Brandt Tobler owns his fair share and then some.

The Denver-based comedian will perform Friday and Saturday at Loonees Comedy Corner.

Tobler is a natural storyteller who picks and chooses from his bucket of goodies, including that time he tried to kill his dad. Not a joke. After moving from Cheyenne, Wyo., to Las Vegas in an effort to develop a relationship with his father, who’d been imprisoned throughout Tobler’s childhood, things went sour. His dad proceeded to steal $80,000 from Tobler while he slept. To get revenge, he, his brother and cousin stuffed a Jamba Juice with penicillin after Tobler remembered his dad was deathly allergic to the substance. Fortunately, the plan fell apart, though there was a serious scuffle. Tobler’s dad managed to escape, and Tobler hasn’t seen or heard from him since.

Though it certainly wasn’t a proud moment, it is a life-defining story the comic can appreciate now.

“There’s a ton of 6-foot, chubby, white comedians with beards so I have to stand out,” Tobler said. “I’m lucky to have a unique, crazy life.”

After all the drama with his father, Tobler shuttled off to Los Angeles, where he lived for eight years and wrote the 2017 memoir “Free Roll,” before moving to Denver for its comedy scene. (“L.A. and New York City are the best, but most people consider Denver probably one of the best comedy clubs and scenes in the country,” he said.)

Tobler has lived in Denver a little more than a year and performs regularly at Comedy Works. On his agenda is turning his book into a movie, writing a second memoir and getting a five-minute spot on a late-night TV show such as “Conan” and a Netflix special.

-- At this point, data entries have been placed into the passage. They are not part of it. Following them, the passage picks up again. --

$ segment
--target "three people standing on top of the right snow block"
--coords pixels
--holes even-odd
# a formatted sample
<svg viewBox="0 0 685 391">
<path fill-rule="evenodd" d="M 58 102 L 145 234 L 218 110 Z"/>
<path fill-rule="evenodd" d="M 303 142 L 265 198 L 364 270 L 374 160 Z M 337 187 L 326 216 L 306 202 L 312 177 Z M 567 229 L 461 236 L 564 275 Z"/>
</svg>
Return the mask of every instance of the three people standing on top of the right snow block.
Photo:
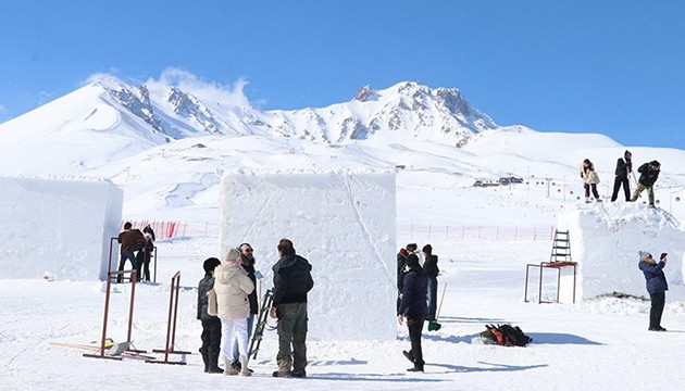
<svg viewBox="0 0 685 391">
<path fill-rule="evenodd" d="M 595 171 L 595 164 L 585 159 L 581 163 L 581 178 L 583 179 L 583 188 L 585 190 L 585 202 L 590 202 L 590 192 L 595 198 L 595 201 L 601 202 L 599 192 L 597 191 L 597 185 L 599 184 L 599 176 Z M 647 197 L 649 198 L 649 205 L 655 206 L 655 189 L 653 186 L 659 178 L 661 171 L 661 164 L 658 161 L 647 162 L 637 168 L 640 174 L 637 179 L 637 188 L 631 197 L 631 182 L 628 176 L 633 173 L 633 154 L 631 151 L 625 151 L 623 157 L 619 157 L 616 161 L 616 168 L 614 171 L 613 192 L 611 193 L 611 202 L 614 202 L 619 198 L 619 191 L 623 187 L 626 202 L 635 202 L 639 194 L 647 190 Z"/>
</svg>

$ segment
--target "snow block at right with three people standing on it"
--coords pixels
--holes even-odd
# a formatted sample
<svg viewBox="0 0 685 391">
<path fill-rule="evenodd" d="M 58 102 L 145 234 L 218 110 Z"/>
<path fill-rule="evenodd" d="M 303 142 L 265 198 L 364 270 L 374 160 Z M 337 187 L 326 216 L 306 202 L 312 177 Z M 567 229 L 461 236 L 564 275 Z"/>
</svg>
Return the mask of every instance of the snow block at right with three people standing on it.
<svg viewBox="0 0 685 391">
<path fill-rule="evenodd" d="M 669 253 L 669 285 L 683 285 L 685 231 L 668 212 L 643 204 L 610 203 L 568 211 L 559 229 L 569 229 L 571 255 L 578 263 L 577 294 L 582 299 L 612 292 L 647 295 L 637 268 L 640 250 L 655 258 Z"/>
</svg>

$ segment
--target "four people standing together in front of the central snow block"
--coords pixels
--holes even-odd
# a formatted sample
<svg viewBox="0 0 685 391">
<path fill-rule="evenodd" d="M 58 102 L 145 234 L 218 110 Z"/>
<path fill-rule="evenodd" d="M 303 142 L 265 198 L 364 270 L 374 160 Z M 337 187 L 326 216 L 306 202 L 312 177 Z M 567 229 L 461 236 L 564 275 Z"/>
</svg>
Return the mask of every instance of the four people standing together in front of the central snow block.
<svg viewBox="0 0 685 391">
<path fill-rule="evenodd" d="M 278 319 L 278 370 L 274 377 L 307 377 L 307 294 L 313 288 L 312 266 L 295 251 L 292 241 L 281 239 L 273 270 L 273 301 L 269 311 Z M 248 341 L 259 313 L 253 249 L 242 243 L 228 249 L 220 261 L 204 261 L 204 277 L 198 285 L 197 318 L 202 323 L 200 353 L 204 371 L 250 376 Z M 213 292 L 212 292 L 213 291 Z M 210 314 L 215 294 L 215 314 Z M 219 366 L 223 357 L 224 368 Z"/>
</svg>

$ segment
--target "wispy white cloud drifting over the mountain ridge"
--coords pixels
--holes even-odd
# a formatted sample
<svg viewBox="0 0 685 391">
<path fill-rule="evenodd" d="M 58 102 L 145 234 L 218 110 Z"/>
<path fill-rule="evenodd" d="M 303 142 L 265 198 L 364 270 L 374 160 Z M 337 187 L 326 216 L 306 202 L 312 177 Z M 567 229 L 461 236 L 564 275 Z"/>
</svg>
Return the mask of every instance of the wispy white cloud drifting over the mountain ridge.
<svg viewBox="0 0 685 391">
<path fill-rule="evenodd" d="M 221 85 L 214 81 L 204 81 L 190 72 L 178 67 L 167 67 L 162 72 L 159 79 L 149 78 L 145 81 L 145 85 L 151 90 L 157 87 L 177 87 L 198 97 L 205 103 L 220 102 L 235 106 L 250 106 L 250 102 L 244 92 L 247 81 L 242 78 L 229 86 Z"/>
</svg>

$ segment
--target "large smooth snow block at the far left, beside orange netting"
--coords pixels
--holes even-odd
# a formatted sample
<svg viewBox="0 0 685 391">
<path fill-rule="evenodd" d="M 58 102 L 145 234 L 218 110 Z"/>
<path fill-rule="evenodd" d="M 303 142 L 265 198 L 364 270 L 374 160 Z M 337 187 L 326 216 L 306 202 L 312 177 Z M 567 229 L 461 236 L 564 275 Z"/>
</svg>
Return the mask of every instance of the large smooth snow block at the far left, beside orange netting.
<svg viewBox="0 0 685 391">
<path fill-rule="evenodd" d="M 104 279 L 122 203 L 109 181 L 0 178 L 0 277 Z"/>
</svg>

In the meantime, he’ll keep concentrating on not acquiring any more scandalous stories.

“I’m trying to tone it down,” he said. “I’m a little too old to get in trouble anymore. I still have that instinct that I have to do stuff for work — make bad decisions. It makes for good stories. But I don’t want to go to jail ever again so I don’t take as many chances to make a story now. I have plenty of stories in the bank.”